Consider triangle $ABC$ with $AB<AC<BC$, inscribed in triangle $\Gamma_1$ and the circles $\Gamma_2 (B,AC)$ and $\Gamma_2 (C,AB)$. A common point of circle $\Gamma_2$ and $\Gamma_3$ is point $E$, a common point of circle $\Gamma_1$ and $\Gamma_3$ is point $F$ and a common point of circle $\Gamma_1$ and $\Gamma_2$ is point $G$, where the points $E,F,G$ lie on the same semiplane defined by line $BC$, that point $A$ doesn't lie in. Prove that circumcenter of triangle $EFG$ lies on circle $\Gamma_1$. Note: By notation $\Gamma (K,R)$, we mean random circle $\Gamma$ has center $K$ and radius $R$.
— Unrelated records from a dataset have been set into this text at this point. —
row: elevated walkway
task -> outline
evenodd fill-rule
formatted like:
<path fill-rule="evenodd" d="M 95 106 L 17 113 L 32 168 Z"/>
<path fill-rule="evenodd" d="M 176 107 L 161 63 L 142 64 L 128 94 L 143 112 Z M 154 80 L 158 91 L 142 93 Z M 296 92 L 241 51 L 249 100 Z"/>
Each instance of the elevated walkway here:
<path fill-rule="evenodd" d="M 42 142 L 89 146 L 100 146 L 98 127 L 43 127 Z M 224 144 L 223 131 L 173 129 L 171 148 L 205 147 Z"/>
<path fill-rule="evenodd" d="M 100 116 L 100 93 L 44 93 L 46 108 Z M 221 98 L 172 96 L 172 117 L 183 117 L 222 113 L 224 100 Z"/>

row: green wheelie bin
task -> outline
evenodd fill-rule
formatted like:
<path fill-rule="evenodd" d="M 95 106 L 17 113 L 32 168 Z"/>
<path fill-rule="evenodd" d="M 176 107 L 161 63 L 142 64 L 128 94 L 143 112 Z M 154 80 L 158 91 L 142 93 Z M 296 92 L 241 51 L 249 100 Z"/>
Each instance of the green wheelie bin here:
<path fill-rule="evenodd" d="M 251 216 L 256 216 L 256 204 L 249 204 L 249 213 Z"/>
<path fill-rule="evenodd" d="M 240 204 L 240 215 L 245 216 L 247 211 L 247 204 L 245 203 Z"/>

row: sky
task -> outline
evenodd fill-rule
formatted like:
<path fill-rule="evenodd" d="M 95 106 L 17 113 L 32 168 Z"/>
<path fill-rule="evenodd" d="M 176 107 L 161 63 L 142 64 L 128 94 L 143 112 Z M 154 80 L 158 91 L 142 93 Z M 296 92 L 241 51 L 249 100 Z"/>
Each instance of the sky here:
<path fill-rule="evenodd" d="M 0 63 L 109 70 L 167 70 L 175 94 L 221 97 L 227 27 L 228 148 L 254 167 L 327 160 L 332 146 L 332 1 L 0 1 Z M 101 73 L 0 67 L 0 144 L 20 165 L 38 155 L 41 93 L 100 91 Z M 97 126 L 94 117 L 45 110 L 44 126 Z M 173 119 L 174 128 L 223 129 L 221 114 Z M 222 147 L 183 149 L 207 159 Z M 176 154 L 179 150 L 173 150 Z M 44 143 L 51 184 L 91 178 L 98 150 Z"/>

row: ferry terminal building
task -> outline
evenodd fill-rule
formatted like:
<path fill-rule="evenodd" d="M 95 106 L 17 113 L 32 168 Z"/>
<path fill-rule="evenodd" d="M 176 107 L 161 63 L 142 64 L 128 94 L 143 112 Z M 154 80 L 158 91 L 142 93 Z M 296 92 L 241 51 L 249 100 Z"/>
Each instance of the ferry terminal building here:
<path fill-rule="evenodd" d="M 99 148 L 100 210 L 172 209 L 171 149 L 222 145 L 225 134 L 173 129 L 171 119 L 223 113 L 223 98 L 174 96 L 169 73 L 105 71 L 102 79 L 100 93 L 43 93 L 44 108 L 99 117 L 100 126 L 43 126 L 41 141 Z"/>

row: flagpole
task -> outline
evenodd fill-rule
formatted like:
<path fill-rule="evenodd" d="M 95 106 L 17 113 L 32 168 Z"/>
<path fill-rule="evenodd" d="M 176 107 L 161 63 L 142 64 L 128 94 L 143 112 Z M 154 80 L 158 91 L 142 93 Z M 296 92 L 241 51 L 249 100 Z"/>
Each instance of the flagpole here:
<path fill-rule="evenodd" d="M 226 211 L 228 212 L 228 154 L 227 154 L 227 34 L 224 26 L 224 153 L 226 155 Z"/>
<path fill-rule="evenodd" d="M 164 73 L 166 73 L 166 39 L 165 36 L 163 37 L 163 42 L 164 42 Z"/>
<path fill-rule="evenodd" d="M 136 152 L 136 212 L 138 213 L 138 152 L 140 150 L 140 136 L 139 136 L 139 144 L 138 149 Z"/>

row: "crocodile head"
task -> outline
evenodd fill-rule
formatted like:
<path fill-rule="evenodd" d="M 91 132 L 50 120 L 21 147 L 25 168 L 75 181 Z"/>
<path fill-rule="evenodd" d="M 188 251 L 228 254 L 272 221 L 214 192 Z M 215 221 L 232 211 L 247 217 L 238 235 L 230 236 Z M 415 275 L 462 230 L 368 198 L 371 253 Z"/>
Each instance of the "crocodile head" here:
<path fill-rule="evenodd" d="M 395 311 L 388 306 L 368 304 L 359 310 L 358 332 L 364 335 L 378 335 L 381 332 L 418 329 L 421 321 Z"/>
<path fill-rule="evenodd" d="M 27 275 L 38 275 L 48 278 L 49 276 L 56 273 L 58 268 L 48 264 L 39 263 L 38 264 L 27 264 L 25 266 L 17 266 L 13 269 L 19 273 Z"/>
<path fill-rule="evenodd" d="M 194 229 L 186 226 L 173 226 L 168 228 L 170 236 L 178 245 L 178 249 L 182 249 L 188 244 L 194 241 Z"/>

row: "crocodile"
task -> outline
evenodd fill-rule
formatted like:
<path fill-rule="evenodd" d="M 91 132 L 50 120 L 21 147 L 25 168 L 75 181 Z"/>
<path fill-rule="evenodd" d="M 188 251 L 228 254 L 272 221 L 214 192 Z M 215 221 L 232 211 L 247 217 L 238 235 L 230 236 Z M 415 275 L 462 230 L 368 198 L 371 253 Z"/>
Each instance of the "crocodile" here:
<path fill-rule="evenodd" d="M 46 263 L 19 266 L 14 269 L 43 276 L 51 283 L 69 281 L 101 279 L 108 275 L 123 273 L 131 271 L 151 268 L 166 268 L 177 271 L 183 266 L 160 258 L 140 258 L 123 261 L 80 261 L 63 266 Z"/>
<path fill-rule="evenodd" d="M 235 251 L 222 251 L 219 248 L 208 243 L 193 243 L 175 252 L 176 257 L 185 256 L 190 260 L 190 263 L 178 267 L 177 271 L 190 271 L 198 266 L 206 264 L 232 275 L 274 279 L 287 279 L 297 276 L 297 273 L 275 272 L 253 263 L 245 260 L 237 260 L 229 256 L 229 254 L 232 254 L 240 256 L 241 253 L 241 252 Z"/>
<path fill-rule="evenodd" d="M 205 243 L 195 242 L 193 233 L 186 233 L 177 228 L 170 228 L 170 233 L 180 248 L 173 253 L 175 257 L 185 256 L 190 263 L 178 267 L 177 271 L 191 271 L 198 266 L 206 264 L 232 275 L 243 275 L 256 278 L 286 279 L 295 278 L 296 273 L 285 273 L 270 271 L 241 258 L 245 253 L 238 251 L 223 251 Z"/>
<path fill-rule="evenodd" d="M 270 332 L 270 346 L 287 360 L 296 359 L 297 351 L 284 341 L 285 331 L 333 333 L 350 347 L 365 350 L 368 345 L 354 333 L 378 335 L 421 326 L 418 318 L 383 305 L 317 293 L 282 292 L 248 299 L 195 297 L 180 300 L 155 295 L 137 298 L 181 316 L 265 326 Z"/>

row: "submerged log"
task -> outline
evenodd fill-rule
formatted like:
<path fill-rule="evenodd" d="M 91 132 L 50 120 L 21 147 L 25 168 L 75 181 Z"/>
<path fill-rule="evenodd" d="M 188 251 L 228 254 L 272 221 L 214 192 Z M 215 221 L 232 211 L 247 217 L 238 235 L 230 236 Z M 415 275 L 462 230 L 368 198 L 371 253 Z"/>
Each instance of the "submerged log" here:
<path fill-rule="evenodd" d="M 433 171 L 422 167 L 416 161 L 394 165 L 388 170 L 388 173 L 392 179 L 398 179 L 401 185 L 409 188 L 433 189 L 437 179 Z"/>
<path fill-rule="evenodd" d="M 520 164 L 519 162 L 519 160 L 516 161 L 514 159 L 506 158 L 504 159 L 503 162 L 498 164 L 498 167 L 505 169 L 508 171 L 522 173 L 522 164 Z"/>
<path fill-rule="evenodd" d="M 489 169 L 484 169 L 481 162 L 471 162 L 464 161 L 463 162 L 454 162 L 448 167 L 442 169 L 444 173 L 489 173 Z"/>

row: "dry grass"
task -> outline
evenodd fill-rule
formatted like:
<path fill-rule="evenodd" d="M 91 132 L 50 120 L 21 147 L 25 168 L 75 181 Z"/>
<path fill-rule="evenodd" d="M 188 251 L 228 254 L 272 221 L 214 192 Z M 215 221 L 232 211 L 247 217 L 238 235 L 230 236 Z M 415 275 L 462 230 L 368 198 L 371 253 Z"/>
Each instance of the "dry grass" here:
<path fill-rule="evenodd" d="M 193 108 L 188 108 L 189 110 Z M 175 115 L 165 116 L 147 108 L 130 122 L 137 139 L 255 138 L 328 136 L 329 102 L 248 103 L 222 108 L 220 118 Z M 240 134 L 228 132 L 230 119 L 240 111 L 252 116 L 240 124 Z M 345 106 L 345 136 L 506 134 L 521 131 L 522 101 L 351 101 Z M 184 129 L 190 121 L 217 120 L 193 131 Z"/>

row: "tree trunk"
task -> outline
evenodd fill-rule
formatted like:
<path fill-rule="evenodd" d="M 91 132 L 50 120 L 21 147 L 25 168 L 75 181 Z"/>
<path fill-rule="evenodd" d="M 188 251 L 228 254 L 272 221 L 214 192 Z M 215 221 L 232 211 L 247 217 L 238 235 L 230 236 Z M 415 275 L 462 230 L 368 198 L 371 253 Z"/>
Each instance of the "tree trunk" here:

2015 Indonesia MO Shortlist, G6

Tags: geometry , equal segments , circumcircle , perpendicular

Let $ABC$ be an acute angled triangle with circumcircle $O$. Line $AO$ intersects the circumcircle of triangle $ABC$ again at point $D$. Let $P$ be a point on the side $BC$. Line passing through $P$ perpendicular to $AP$ intersects lines $DB$ and $DC$ at $E$ and $F$ respectively . Line passing through $D$ perpendicular to $BC$ intersects $EF$ at point $Q$. Prove that $EQ = FQ$ if and only if $BP = CP$.